I think I will need a lot more time practicing shading before I will be able to create the type of effects I am going to want. A line is a line no matter if you are painting, drawing, carving or tattooing, but shading seems to be more particular to the medium, and in the case of tattooing does not seem very intuitive so far. What I am not so sure about is how I am going to be able to go about doing the practicing. I do not want to put ugly marks on anyone, but the truth is that some ugly marks are going to have to be made before I can get to the beautiful ones. Until I am certified I cannot tattoo anyone other than myself or people who work in the shop. The other apprentice said I could tattoo her if she could tattoo me, but I really don’t want to make her that promise. I guess I need to start studying up on blood-born pathogens so as soon as the shop owner says I can take the certification test I am ready to pass it. Once I have the certification then things open up a lot. Then my brave friends and any of the area’s meth-heads in search of cheap tattoos can come in and I can practice on them.

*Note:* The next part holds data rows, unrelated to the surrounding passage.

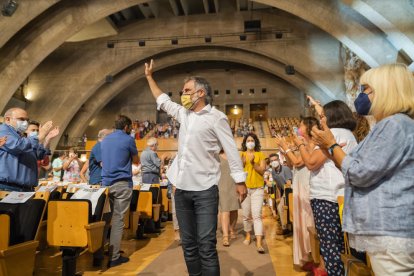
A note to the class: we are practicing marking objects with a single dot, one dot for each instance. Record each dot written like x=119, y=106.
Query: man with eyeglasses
x=19, y=155
x=204, y=131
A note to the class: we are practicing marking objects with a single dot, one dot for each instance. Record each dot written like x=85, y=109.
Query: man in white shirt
x=203, y=132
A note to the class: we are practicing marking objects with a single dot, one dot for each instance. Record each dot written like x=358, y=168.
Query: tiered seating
x=19, y=227
x=282, y=126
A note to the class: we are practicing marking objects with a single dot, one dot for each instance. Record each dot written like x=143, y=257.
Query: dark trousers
x=331, y=237
x=197, y=217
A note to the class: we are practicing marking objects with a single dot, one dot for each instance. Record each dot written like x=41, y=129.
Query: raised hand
x=324, y=138
x=281, y=142
x=148, y=68
x=53, y=133
x=3, y=141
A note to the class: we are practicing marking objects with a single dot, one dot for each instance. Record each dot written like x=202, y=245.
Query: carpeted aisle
x=238, y=259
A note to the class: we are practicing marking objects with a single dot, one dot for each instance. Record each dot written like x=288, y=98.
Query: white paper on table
x=91, y=194
x=49, y=188
x=145, y=187
x=17, y=197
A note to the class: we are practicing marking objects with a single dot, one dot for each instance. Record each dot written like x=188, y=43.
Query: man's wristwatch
x=330, y=150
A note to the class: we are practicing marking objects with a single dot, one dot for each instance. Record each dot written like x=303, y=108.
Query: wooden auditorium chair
x=19, y=227
x=73, y=227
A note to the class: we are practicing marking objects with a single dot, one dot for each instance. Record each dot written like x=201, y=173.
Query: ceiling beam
x=186, y=7
x=174, y=7
x=206, y=6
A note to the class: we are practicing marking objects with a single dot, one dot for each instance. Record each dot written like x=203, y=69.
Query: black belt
x=15, y=185
x=152, y=173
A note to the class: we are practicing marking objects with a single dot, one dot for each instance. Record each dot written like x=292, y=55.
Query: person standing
x=95, y=159
x=204, y=131
x=150, y=163
x=19, y=154
x=255, y=166
x=228, y=202
x=118, y=151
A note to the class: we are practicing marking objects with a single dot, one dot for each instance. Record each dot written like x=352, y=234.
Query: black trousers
x=197, y=217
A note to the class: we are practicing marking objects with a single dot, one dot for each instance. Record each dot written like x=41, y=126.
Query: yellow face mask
x=186, y=101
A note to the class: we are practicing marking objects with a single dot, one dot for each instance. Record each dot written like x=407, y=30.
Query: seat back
x=27, y=217
x=156, y=195
x=66, y=222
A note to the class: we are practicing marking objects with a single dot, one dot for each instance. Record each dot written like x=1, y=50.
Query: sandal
x=226, y=242
x=260, y=249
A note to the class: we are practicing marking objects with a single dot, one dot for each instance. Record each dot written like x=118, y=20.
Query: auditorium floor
x=237, y=259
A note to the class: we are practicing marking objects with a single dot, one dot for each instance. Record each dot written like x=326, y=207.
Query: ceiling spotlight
x=9, y=8
x=109, y=79
x=290, y=69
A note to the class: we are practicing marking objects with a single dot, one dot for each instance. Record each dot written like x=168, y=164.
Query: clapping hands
x=3, y=141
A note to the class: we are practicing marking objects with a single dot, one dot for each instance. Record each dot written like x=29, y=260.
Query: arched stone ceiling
x=135, y=72
x=396, y=21
x=335, y=18
x=50, y=32
x=26, y=12
x=20, y=56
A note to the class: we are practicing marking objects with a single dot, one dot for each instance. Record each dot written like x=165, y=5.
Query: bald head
x=103, y=132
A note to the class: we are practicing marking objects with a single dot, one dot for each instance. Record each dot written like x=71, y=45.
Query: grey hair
x=201, y=84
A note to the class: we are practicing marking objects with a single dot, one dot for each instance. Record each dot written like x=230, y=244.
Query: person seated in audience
x=19, y=154
x=57, y=166
x=228, y=201
x=282, y=177
x=327, y=182
x=118, y=151
x=84, y=172
x=254, y=164
x=44, y=164
x=302, y=211
x=72, y=167
x=151, y=163
x=379, y=204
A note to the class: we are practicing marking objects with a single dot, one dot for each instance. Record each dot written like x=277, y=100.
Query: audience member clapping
x=379, y=203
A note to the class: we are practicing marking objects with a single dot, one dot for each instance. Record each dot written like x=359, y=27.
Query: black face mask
x=362, y=104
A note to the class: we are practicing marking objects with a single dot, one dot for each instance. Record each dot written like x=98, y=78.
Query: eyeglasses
x=22, y=119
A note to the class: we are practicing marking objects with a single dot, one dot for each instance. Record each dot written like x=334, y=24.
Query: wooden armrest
x=94, y=232
x=94, y=225
x=19, y=248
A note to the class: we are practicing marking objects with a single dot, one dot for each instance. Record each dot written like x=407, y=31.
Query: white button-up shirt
x=201, y=137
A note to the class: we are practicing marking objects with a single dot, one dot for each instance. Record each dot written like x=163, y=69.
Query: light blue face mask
x=21, y=126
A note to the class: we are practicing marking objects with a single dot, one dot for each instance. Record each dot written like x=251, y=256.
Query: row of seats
x=48, y=219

Until Sunday I kept thinking that I was just being dramatic and that the fascination with this would pass. I knew I was enjoying the juxtaposition of the bank and the tattoo parlor, as well as the fact that I have kept what I am doing a secret from most everyone. I thought I would only go so far and then get bored and go explore something else, but now I am not so sure. This might not just be a drastic way to distract myself from loneliness. The idea of a creative process that I enjoy deeply and I can actually make money at, well, wouldn’t that be novel? A combination studio/gallery/tattoo parlor might be just what the mountains of western North Carolina need.